Der „Wahnsinn!“ schickt sich an, Köln zu erobern – das Musical mit der Musik von Wolfgang Petry geht vom 25. Dezember 2018 bis zum 26. Mai 2019 nach dem großen Erfolg im Frühjahr noch einmal für fünf Monate auf große Deutschlandtour. Unmittelbar nach Karneval 2019 gastiert es dabei für etwa sechs Wochen in der Domstadt, im Musical Dome direkt am Kölner Hauptbahnhof. Die Besetzung wird – bis auf eine Ausnahme – Markus Dietz ersetzt Detlef Leistenschneider als Karsten – dieselbe sein, wie sie schon zur Welturaufführung im Februar dieses Jahres in Duisburg auf der Bühne stand.

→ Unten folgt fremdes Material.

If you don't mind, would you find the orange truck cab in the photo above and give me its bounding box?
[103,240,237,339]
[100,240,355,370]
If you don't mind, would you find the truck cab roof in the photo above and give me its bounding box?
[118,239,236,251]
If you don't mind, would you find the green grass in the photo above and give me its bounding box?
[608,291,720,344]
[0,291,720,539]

Das Publikum begleitet vier Paare, welche an unterschiedlichen Phasen ihrer Partnerschaften stehen, nicht nur durch Irrungen und Wirrungen aus Alltagstrott, Sehnsucht, Liebe und verpassten Träumen, sondern auch durch die Höhen und Tiefen der jeweiligen Beziehungen. Tobi und Gianna lernen sich gerade kennen und lieben. Karsten und Gabi, Tobis Eltern, stecken in der alltäglichen Mühle fest und versuchen zudem noch die künstlerischen Ambitionen ihres Juniors umzulenken. Dann sind da noch Wolf und Jessica, die sich vor Jahren über den Weg gelaufen sind, aber zu ihrer beider Bedauern durch Missverständnisse nie zu einem Paar wurden und sich auch nie wieder gesehen haben, sowie Peter und Sabine, die gerade vor den Scherben ihrer Ehe stehen.

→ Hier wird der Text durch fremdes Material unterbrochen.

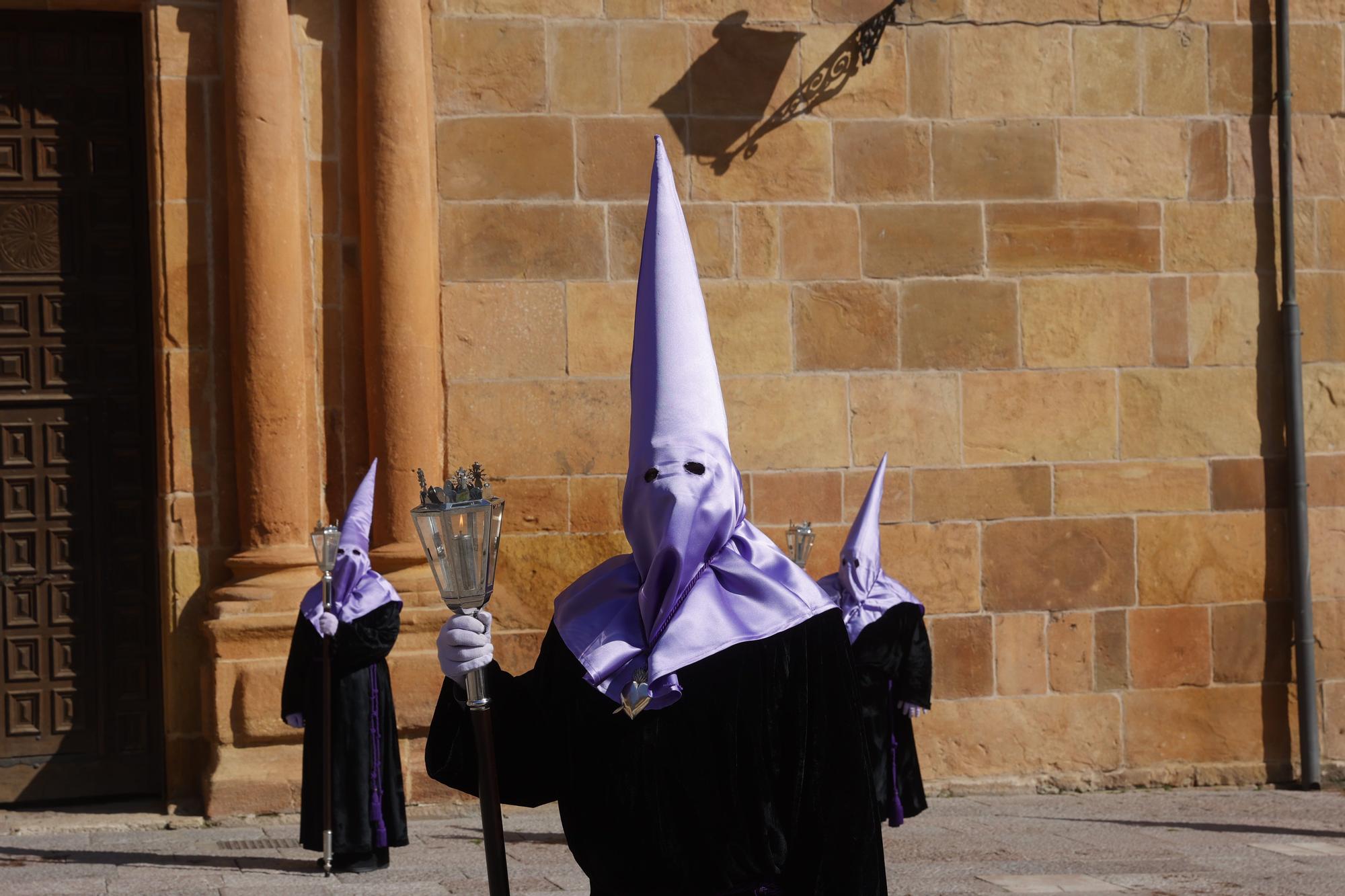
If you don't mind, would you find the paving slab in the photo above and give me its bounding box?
[0,788,1345,896]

Enrico De Pieri, geboren im norddeutschen Kiel, verkörpert Peter, den wohlhabenden Inhaber einer Speditionsfirma, der in so manche komische Situation gerät. Bei der Pressekonferenz zur „Wahnsinn!“-Tour in Köln durfte ich mich mit ihm unterhalten und den Künstler ebenso wie den privaten Mann hinter der Bühnenfigur ein wenig näher kennenlernen.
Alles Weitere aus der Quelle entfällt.